Basically I was only able to get the regular KFold working @mgloria. If anyone can figure out how to get Stratified working instead that would be great
I want to catch up with your walk with fastai2 but I also get the “cannot import name 'PILLOW_VERSION' from 'PIL'” error with torch 1.3.1. and pillow 7.0.0.
Is there another workaround for that problem (I didn’t find via the forum search)?
Yes some things do get buried under this thread sadly I can’t think of a good way to go about doing that for the big things. I know you can do a summary of the thread that goes by likes but that’s about it.
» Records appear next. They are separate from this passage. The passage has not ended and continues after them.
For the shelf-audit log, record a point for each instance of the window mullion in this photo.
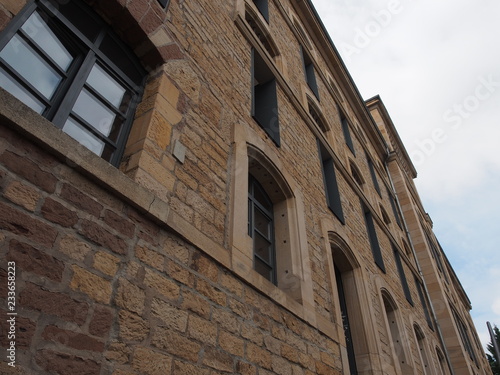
(74, 90)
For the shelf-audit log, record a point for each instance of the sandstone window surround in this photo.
(253, 156)
(63, 62)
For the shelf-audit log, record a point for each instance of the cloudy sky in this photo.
(436, 66)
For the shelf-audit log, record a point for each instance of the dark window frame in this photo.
(372, 237)
(330, 184)
(309, 73)
(402, 275)
(253, 205)
(264, 97)
(87, 52)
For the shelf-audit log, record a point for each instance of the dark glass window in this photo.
(330, 183)
(264, 98)
(263, 7)
(309, 72)
(347, 133)
(402, 276)
(64, 62)
(374, 175)
(261, 229)
(372, 236)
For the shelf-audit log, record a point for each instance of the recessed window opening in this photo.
(309, 72)
(264, 98)
(74, 71)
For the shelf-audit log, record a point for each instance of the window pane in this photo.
(89, 108)
(40, 32)
(262, 223)
(83, 136)
(19, 92)
(30, 65)
(106, 86)
(262, 248)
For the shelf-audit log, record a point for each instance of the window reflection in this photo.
(41, 34)
(30, 66)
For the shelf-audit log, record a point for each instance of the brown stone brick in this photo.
(106, 263)
(103, 237)
(94, 286)
(202, 330)
(244, 368)
(66, 364)
(204, 266)
(23, 195)
(28, 170)
(149, 362)
(211, 292)
(118, 352)
(132, 327)
(130, 297)
(74, 247)
(176, 344)
(72, 339)
(57, 213)
(218, 360)
(32, 260)
(171, 316)
(21, 224)
(80, 200)
(162, 285)
(118, 223)
(150, 257)
(53, 304)
(259, 356)
(182, 368)
(101, 321)
(232, 344)
(180, 273)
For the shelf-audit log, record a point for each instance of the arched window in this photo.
(62, 60)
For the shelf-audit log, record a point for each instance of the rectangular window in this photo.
(372, 236)
(264, 98)
(423, 301)
(395, 210)
(347, 133)
(374, 175)
(402, 276)
(263, 7)
(309, 72)
(330, 182)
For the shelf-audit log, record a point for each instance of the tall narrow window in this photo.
(462, 329)
(372, 236)
(309, 72)
(374, 175)
(345, 322)
(64, 62)
(402, 275)
(423, 301)
(394, 207)
(263, 7)
(261, 229)
(264, 98)
(347, 132)
(422, 348)
(330, 182)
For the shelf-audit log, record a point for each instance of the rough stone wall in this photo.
(103, 290)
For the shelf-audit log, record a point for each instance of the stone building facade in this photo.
(191, 187)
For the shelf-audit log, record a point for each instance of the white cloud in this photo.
(427, 60)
We could add the note to the top? However, maybe that changes soon and is not needed anymore. People are super helpful here if this gets asked again, so we will solve it anyway.
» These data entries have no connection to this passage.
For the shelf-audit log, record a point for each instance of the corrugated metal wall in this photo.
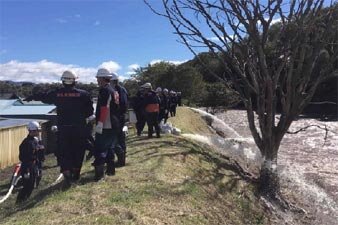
(10, 139)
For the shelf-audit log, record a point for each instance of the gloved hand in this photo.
(99, 128)
(29, 98)
(90, 119)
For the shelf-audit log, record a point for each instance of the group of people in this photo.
(77, 121)
(74, 112)
(153, 107)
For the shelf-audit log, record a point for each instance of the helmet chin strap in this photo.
(68, 85)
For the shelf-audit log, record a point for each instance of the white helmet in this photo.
(114, 76)
(68, 77)
(146, 86)
(33, 125)
(103, 73)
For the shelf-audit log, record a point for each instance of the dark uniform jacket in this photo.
(73, 105)
(28, 150)
(151, 102)
(164, 105)
(108, 102)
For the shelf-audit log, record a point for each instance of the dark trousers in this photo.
(162, 116)
(173, 111)
(72, 148)
(152, 122)
(141, 122)
(28, 173)
(105, 144)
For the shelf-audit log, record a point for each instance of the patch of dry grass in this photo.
(169, 180)
(189, 122)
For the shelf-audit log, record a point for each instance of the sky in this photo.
(39, 39)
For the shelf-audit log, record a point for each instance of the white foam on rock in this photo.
(218, 125)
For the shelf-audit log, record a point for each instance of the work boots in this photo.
(110, 169)
(67, 179)
(121, 158)
(99, 172)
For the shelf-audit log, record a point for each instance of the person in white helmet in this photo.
(121, 147)
(73, 107)
(28, 156)
(107, 125)
(152, 109)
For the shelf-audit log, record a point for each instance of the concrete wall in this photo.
(10, 139)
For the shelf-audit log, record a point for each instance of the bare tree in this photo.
(276, 53)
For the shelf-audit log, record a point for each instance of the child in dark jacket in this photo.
(29, 156)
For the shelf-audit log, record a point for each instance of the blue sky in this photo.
(42, 38)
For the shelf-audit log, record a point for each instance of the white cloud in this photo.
(97, 23)
(61, 20)
(3, 51)
(132, 68)
(111, 66)
(175, 62)
(46, 71)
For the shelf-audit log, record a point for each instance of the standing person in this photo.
(121, 148)
(28, 155)
(107, 125)
(179, 98)
(173, 103)
(138, 107)
(40, 159)
(164, 104)
(73, 107)
(152, 108)
(167, 104)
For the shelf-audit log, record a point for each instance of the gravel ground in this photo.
(308, 165)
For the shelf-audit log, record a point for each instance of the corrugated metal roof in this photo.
(4, 103)
(6, 123)
(27, 110)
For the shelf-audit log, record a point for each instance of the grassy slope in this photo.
(166, 181)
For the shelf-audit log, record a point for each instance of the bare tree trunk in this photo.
(269, 180)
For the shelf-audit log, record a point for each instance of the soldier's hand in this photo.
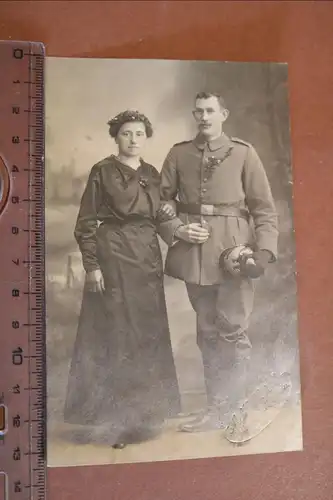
(95, 281)
(193, 233)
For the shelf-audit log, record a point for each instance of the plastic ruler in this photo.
(22, 313)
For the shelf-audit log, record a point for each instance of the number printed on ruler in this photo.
(22, 337)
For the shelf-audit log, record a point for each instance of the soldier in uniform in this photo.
(222, 197)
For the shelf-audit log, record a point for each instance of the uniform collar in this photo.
(222, 142)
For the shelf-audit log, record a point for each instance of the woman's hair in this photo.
(129, 116)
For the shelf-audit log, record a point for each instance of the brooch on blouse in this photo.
(144, 182)
(211, 162)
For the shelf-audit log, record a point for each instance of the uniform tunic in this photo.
(122, 370)
(226, 172)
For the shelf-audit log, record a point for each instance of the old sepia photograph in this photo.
(171, 283)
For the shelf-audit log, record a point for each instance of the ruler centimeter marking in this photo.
(22, 334)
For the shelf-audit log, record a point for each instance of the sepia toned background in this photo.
(81, 96)
(295, 32)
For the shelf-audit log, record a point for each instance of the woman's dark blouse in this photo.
(115, 193)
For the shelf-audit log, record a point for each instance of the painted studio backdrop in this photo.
(81, 96)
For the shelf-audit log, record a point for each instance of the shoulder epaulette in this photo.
(181, 143)
(240, 141)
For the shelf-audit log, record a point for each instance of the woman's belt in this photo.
(214, 209)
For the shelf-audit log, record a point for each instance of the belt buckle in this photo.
(207, 209)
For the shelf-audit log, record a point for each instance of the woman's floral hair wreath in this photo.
(129, 116)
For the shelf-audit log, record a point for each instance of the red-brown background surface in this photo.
(300, 33)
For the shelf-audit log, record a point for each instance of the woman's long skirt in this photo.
(122, 370)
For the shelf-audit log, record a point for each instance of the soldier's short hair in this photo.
(207, 95)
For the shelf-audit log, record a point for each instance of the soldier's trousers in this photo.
(223, 314)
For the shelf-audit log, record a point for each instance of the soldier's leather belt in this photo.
(203, 209)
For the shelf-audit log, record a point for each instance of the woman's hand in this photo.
(95, 281)
(167, 209)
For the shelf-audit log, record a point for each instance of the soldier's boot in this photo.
(216, 417)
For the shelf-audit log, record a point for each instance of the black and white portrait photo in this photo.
(170, 261)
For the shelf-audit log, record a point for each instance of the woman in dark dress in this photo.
(122, 374)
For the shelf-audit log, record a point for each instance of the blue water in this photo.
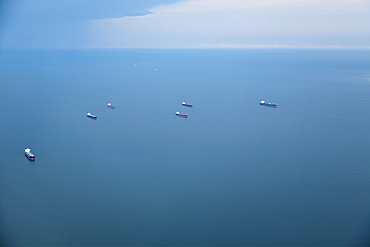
(233, 173)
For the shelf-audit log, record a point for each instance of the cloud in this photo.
(239, 23)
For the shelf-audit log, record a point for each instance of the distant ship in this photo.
(181, 115)
(29, 155)
(268, 104)
(188, 105)
(91, 116)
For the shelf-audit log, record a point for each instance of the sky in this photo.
(83, 24)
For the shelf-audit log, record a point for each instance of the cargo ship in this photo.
(186, 104)
(264, 103)
(28, 154)
(181, 115)
(91, 116)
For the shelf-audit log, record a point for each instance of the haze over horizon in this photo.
(184, 24)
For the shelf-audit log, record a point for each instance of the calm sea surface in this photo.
(233, 173)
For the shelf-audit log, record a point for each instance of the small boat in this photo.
(28, 154)
(91, 116)
(181, 115)
(186, 104)
(264, 103)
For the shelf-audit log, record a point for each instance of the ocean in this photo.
(233, 173)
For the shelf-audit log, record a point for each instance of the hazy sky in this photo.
(184, 24)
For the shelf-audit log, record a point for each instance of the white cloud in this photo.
(239, 23)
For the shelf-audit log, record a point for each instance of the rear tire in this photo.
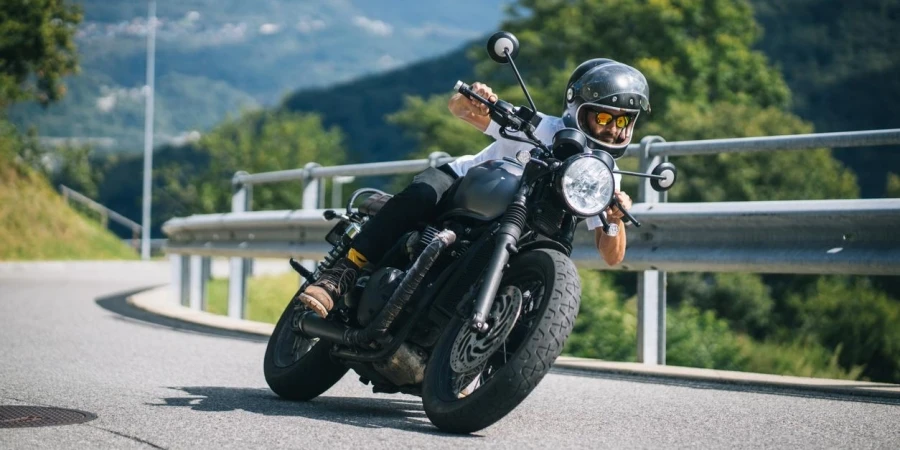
(533, 349)
(296, 368)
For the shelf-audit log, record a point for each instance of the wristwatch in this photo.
(612, 230)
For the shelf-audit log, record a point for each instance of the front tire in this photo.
(297, 368)
(547, 318)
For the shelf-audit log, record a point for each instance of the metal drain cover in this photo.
(40, 416)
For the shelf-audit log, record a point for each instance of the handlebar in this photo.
(506, 115)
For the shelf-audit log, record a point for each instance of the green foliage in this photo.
(893, 186)
(35, 223)
(803, 358)
(742, 299)
(687, 49)
(431, 124)
(696, 338)
(77, 170)
(784, 175)
(604, 328)
(840, 60)
(37, 49)
(265, 141)
(850, 315)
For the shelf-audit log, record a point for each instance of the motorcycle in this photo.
(470, 311)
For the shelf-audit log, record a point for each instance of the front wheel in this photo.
(473, 380)
(297, 368)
It is my understanding that the list of indexes is precisely what it is generated (i.e. which images belong to training / validation set), see docu. I believe it is solved, check this out @muellerzr
split_list = [L(range(len(train_imgs))), L(range(len(train_imgs), len(train_imgs)+len(tst_imgs)))]
dsrc = Datasets(train_imgs+tst_imgs, tfms=[[PILImage.create], [parent_label, Categorize]],
splits = split_list)
train_labels = L()
for i in range(len(dsrc.train)):
train_labels.append(dsrc.train[i][1])
skf = StratifiedKFold(n_splits=5)
print(skf.get_n_splits(np.array(train_imgs), train_labels))
for train_index, valid_index in skf.split(np.array(train_imgs), train_labels):
print("TRAIN:", len(train_index), "VALID:", len(valid_index))
print("TRAIN:", train_index, "VALID:", valid_index)
Hi @muellerzr I’m trying to use fastai2 on https://www.kaggle.com/c/understanding_cloud_organization, it has 4 segmentaion masks, I’m guessing I would need a 4 output datablock, but I don’t know how to achieve that. How to create datablocks with multiple number of inputs and outputs in general?